This post summarizes my unsuccessful attempt to correctly execute Tensorflow 2.5 in the Zybo-Z7 running Pynq 2.7.
The stages described in this post come from the following sources:
Installing Tensorflow in Pynq by Logictronix https://logictronix.com/wp-content/uploads/2019/04/TensorFlow_Installation_on_PYNQ_Nov_6_2018.pdf.
Installing Tensorflow in Raspberry PI by Sam Westby Tech: https://www.youtube.com/watch?v=QLZWQlg-Pk0
Wheels available for ARMV7l architecture by Katsuya Hyodo
Lastly, a demonstration video of the TensorFlow test can be found in: https://www.youtube.com/watch?v=3m7kavySEYE. Note that I haven’t speed up the video to give you an idea of the execution time. For users interested in just having the big picture please fast forward the video .

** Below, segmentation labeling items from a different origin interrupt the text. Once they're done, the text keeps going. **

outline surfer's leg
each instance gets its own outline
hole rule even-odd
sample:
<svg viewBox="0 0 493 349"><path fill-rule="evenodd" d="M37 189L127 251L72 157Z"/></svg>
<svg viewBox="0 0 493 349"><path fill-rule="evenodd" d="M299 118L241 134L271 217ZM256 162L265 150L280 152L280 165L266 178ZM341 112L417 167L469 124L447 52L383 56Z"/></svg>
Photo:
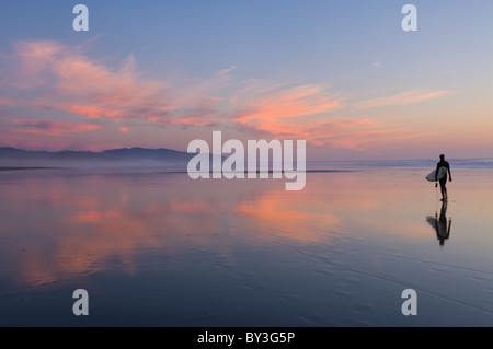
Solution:
<svg viewBox="0 0 493 349"><path fill-rule="evenodd" d="M446 200L447 199L447 189L445 188L445 182L443 179L440 179L439 183L440 183L442 200Z"/></svg>

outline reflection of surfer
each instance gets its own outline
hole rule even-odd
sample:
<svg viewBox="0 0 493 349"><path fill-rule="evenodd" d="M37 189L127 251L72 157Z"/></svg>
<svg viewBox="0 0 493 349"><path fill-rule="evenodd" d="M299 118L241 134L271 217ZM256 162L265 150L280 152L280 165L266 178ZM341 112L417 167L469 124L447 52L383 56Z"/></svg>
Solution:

1. Installing Python3.7 (50 min approx.)
The Pynq 2.7 release comes with Python3.8, but the latest TensorFlow wheel available for the
armv7l architecture is compiled for Python3.7. For this reason, the former python version must be installed in the Pynq.
- $ cd /home/xilinx/
- $ wget http://www.python.org/ftp/python/3.7.0/Python-3.7.0.tar.xz
- $ tar -xf Python-3.7.0
- $ ./configure
- $ make install
2. Create a virtual environment for Python3.7 (5 min approx.)
To avoid unresolved dependencies between packages and be able to create an Ipython kernel in the future, it is necessary to create a virtual environment.
- $ cd /home/xilinx/
- $ python3.7 -m pip install virtualenv
- $ python3.7 -m virtualenv env
- $ source /env/bin/activate
3. Install TensorFlow in the virtual environment (> 5h approx.)
Warning: This step can take a lot of time. I’ll comment the estimated time for each command.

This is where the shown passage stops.